SSO and Password Management Best Practices

David Ting
Feb 03, 2012

Imprivata’s Geoff Hogan authored an article for Security Technology Executive last month titled, “Passwords in Peril” that delves into the password management conundrum that organizations face with the growing number of applications that employees use daily. While the article summarizes succinctly the helpdesk costs issue, employee productivity and the data security vulnerabilities that a runaway password management problem causes, it also highlights effective single sign-on (SSO) strategies and tactics to overcome these challenges.

I wanted to take this opportunity to pull out a couple of SSO and Password Management best practices that Geoff covered, while adding a couple more.

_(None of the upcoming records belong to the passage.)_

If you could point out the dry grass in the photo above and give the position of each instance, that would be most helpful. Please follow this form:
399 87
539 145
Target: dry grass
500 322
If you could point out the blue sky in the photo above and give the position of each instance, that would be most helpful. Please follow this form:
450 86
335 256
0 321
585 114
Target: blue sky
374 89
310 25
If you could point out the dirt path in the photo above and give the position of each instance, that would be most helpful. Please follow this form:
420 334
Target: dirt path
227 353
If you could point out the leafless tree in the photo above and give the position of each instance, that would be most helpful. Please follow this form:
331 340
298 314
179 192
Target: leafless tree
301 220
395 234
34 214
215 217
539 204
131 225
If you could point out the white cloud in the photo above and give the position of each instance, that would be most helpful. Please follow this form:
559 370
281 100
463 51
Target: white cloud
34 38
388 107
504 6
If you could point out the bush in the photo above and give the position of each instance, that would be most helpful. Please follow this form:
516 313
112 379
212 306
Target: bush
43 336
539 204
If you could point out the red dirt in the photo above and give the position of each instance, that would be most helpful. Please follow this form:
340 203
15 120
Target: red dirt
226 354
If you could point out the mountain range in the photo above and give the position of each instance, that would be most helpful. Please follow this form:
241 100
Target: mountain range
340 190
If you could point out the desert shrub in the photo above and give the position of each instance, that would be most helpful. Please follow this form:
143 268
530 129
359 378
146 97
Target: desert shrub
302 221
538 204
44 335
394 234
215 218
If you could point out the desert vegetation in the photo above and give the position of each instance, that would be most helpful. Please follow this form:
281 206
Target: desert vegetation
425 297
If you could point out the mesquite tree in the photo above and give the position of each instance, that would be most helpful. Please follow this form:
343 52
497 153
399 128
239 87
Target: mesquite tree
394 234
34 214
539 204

When Choosing an SSO Solution:

  • Scrutinize your real business issues before engaging. Technology can only truly help if it is guided to solve the right problems; an undirected experiment without clear goals won’t lead to long-term benefit for vendor or buyer and will result in wasted cycles.
  • Choose a solution that is easy to deploy without modifying your existing infrastructure. If anything goes awry, there is no “Easy Button” to undo expensive custom code or change policies without severe headaches or business interruption. Be sure the undo is as easy has the deployment.
  • Make sure an SSO solution fully supports the management of multiple strong authentication methods. This provides the flexibility to segment employees and empower them with the specific user authentication they’ll quickly adopt while ensuring the appropriate levels of security.

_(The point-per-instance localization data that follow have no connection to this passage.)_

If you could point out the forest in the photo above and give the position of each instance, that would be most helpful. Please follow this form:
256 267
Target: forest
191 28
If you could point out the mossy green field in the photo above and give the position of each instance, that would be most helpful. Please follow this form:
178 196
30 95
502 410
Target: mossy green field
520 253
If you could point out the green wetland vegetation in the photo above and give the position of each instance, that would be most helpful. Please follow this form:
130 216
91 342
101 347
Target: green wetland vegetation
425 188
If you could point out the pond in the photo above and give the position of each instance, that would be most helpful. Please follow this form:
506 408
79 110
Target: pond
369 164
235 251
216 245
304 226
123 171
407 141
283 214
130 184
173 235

When Deploying an SSO Solution:

  • Don’t recreate the workflow wheel. Making employees change their daily behavior and jump through security hoops is a surefire way to stifle adoption, and you’ll find users trying to circumvent the system. Make SSO easy for employees to embrace by minimizing change.
  • Regularly conduct educational sessions. While SSO should be inherently easy to use, educational sessions for employees around company polices and the technologies that support them are key to getting buy-in and making secure authentication the new status quo.
  • Find the internal influencers. Every organization has people that set the tone, regardless of level. Get them on-board with how easy SSO is and how it improves productivity, and the rest will follow their lead. Understanding the social influences within a business can help affect positive change.

These are just a few tips. What other best practices do you follow?